The full-text corpus data comes with a series of restrictions, provided by Mark Davies. Researchers must acknowledge having read the restrictions and agree to abide by them. The restrictions include:

  1. In no case can substantial amounts of the full-text data (typically, a total of 50,000 words or more) be distributed outside the organization listed on the license agreement [Columbia University]. For example, you cannot create a large word list or set of n-grams, and then distribute this to others, and you could not copy 70,000 words from different texts and then place this on a website where users from outside your organization would have access to the data.
  2. The data cannot be placed on a network (including the Internet), unless access to the data is limited (via restricted login, password, etc) just to those from the organization listed on the license agreement. For example, it cannot be placed on another corpus site, which indexes the data and then makes it available to end users, because that other corpus site would then have access to the data.
  3. In addition to the full-text data itself, #2 also applies to derived frequency, collocates, n-grams, concordance, and similar data that is based on the corpus.
  4. If portions of the derived data are made available to others, they cannot include substantial portions of the raw frequency of words (e.g. the word occurs 3,403 times in the corpus) or the rank order (e.g. it is the 304th most common words). (Note: it is acceptable to use the frequency data to place words and phrases in “frequency bands,” e.g. words 1–1000, 1001–3000, 3001–10,000, etc. However, there should not be more than about 20 frequency bands in your application.)
  5. Academic licenses: are only valid for one campus. So if you are part of a research group, for example, with members at universities X, Y, and Z, they all need to purchase the data separately.
  6. Academic licenses: you cannot use the data to create software or products that will be sold to others.
  7. Academic licenses: students in your undergraduate classes cannot have access to substantial portions of the data (e.g. 50,000 words or more). Graduate students can have access to the data for work on theses and dissertations. The data is primarily intended for use in research, not teaching. If you need corpus data for undergraduate classes, please use the standard web interface for the corpora.
  8. Academic and Commercial licenses: supervisors will make best efforts to ensure that other employees or students who have access to the data are aware of these restrictions.
  9. [Not Applicable to Columbia] Commercial license: large companies with employees at several different sites (especially different countries) may need to contact us for a special license.
  10. There are no refunds, unless you find that the samples that you have examined are not representative of the “full” data that you download (which they are not).
  11. Any publications or products that are based on the data should contain a reference to the source of the data: https://www.corpusdata.org. (See also: https://www.english-corpora.org/faq.asp#cite).
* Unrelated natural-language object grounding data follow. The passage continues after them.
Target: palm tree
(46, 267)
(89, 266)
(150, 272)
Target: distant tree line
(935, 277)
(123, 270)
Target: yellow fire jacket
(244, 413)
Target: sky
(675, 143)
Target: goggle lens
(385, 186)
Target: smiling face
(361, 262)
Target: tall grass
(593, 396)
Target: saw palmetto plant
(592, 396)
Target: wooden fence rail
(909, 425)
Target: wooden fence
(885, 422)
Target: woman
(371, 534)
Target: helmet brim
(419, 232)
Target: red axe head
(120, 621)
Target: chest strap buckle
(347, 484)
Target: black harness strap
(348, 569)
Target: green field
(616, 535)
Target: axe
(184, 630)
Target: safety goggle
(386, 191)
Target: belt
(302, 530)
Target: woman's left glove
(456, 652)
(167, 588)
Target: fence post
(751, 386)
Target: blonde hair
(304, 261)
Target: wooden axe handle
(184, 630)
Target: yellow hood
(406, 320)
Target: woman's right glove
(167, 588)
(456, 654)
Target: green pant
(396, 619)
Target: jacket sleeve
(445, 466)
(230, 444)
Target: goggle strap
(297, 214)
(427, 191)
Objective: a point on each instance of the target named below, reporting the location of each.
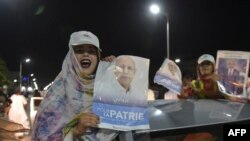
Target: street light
(155, 9)
(27, 60)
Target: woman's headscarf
(68, 96)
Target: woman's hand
(86, 121)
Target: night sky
(40, 29)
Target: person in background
(17, 112)
(5, 103)
(230, 76)
(65, 113)
(205, 86)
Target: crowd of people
(71, 95)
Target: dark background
(40, 29)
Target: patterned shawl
(67, 97)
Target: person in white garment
(17, 112)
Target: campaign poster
(232, 68)
(169, 76)
(120, 93)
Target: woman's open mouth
(85, 63)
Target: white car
(34, 104)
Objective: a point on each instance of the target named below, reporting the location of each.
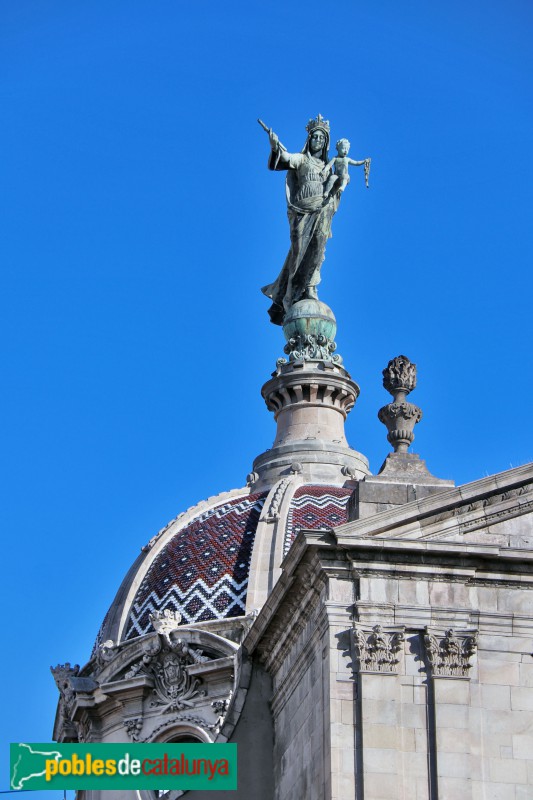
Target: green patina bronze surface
(310, 317)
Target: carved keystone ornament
(174, 689)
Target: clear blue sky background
(139, 221)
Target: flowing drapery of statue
(314, 187)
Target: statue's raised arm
(312, 200)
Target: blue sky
(139, 221)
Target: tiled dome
(200, 563)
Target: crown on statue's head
(319, 122)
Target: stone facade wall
(300, 715)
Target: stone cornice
(458, 510)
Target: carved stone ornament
(400, 417)
(449, 655)
(377, 650)
(221, 708)
(62, 674)
(174, 689)
(164, 622)
(133, 728)
(399, 374)
(106, 652)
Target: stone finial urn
(400, 417)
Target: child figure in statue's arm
(341, 177)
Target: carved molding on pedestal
(378, 650)
(449, 656)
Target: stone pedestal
(310, 401)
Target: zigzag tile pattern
(316, 507)
(203, 571)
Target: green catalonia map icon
(29, 764)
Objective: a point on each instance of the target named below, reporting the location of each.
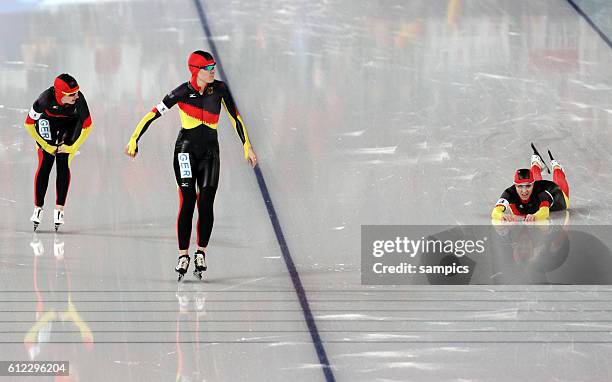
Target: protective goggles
(208, 68)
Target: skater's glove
(498, 212)
(67, 149)
(48, 148)
(246, 146)
(132, 147)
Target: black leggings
(195, 166)
(41, 179)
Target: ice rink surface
(361, 112)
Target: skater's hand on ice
(252, 157)
(530, 218)
(508, 218)
(64, 149)
(131, 149)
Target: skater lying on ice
(531, 198)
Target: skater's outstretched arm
(230, 107)
(162, 108)
(84, 130)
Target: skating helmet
(523, 175)
(63, 85)
(199, 60)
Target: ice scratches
(404, 365)
(353, 133)
(379, 354)
(304, 366)
(390, 150)
(599, 86)
(500, 314)
(29, 65)
(349, 316)
(480, 75)
(578, 105)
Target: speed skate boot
(36, 216)
(553, 163)
(182, 266)
(200, 264)
(58, 218)
(535, 159)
  12. Note that a small, unique change will be made to each set of data, and this will serve as a “fingerprint” to identify you as the unique source of the datasets that you download. Automated Google searches are run daily to find copies of the data on the Web. If we find the data online and it is the data that was sent to you (and we will be able to determine that is the case), then you will be required to contact the administrators for that website, to have the data removed.